Red Work vs Blue Work
Managing the two kinds of work
October 21, 2021 - 408 words - 3 mins Found a typo? Edit me“Blue Work” and “Red Work” are concepts that David Marquet describes in his book Leadership is Language. Both require different mindsets and have different languages.
“Doing” in our traditional leadership style will not take us to where we need to be in the future.
What is “Red Work”?
Red Work is about doing and reducing variability. Red Work focuses on a proving mindset and a performance mindset.
In Red Work, you seek for completing a task without a lot of need for deciding what or how. Red Work is being in control and taking control. Such as:
- Process work and avoid errors.
- Having predictability and controllability.

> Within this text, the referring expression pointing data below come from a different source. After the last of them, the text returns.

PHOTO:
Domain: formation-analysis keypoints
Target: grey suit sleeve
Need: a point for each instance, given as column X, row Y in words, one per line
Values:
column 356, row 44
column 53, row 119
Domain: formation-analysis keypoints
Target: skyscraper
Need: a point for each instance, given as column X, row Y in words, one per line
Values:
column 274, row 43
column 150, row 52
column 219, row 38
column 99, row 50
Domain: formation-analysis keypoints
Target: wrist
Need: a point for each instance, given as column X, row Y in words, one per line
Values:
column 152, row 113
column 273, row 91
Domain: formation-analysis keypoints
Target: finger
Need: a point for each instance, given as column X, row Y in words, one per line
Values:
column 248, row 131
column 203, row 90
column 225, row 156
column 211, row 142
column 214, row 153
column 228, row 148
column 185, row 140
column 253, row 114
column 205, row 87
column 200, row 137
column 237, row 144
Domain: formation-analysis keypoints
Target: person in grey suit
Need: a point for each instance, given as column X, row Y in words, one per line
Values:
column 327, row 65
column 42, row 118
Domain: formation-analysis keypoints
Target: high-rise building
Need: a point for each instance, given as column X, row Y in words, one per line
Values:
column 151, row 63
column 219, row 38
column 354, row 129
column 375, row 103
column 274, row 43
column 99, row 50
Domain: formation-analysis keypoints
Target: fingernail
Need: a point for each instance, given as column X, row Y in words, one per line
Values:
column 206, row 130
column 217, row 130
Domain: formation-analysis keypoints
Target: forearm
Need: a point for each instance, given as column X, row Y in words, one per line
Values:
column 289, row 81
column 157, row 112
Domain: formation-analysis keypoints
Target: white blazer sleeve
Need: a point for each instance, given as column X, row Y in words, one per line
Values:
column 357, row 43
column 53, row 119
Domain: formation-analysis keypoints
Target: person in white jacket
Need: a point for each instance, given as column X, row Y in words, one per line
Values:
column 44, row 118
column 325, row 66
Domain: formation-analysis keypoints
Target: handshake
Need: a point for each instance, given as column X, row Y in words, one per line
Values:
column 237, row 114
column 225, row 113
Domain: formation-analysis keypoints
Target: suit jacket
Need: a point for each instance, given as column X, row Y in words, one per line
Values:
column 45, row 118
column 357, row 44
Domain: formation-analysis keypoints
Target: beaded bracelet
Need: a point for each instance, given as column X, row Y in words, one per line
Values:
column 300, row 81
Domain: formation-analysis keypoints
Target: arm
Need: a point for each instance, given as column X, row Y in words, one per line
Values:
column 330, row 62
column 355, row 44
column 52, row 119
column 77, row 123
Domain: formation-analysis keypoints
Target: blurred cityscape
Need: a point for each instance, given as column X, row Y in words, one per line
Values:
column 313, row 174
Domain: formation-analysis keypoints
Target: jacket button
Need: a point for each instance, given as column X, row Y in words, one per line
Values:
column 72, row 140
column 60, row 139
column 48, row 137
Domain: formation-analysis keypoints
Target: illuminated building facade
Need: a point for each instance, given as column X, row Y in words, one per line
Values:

We need a mechanism to stop Red Work and ask: are we doing the right thing?
What is “Blue Work”?
Blue Work is about deciding, thinking, planning. Blue Work focuses on improving with an embarrassing mindset.
The correct place to do Blue Work is at the beginning and at the end of a decision point.
Blue Work is crucial for a good starting point, allowing us to decide the best way to do something with the information that we have right now.
It’s also important to establish short iterations between the different actions or activities that we want to complete, so we can have some “Blue Work time” and reflect again. Blue Work is perfect to do retrospectives and see what could be improved.
It’s the time to stop and “control the clock”, collaborate and make a commitment for the next iteration. Blue Work is also about:
- Thinking work.
- Decision-making.
- Looking to achieve excellence.
- Getting more people to do independent thinking answers.
- Embracing variability and looking for different inputs.
Blue Work in isolation is useless. The job of Blue Work is to make Red Work better. Endless Blue Work, planning without outcome doesn’t bring any real benefits.
Nowadays, especially in our modern software industry, there is no room for the old school of “Red-Workers” and “Blue-Workers”, but “Red Work” and “Blue Work”, and everyone should be involved in both.
It is, therefore, everyone’s responsibility to be aware of these different types of work and find a good balance between them. Leaders involve everyone in both Red Work and Blue Work.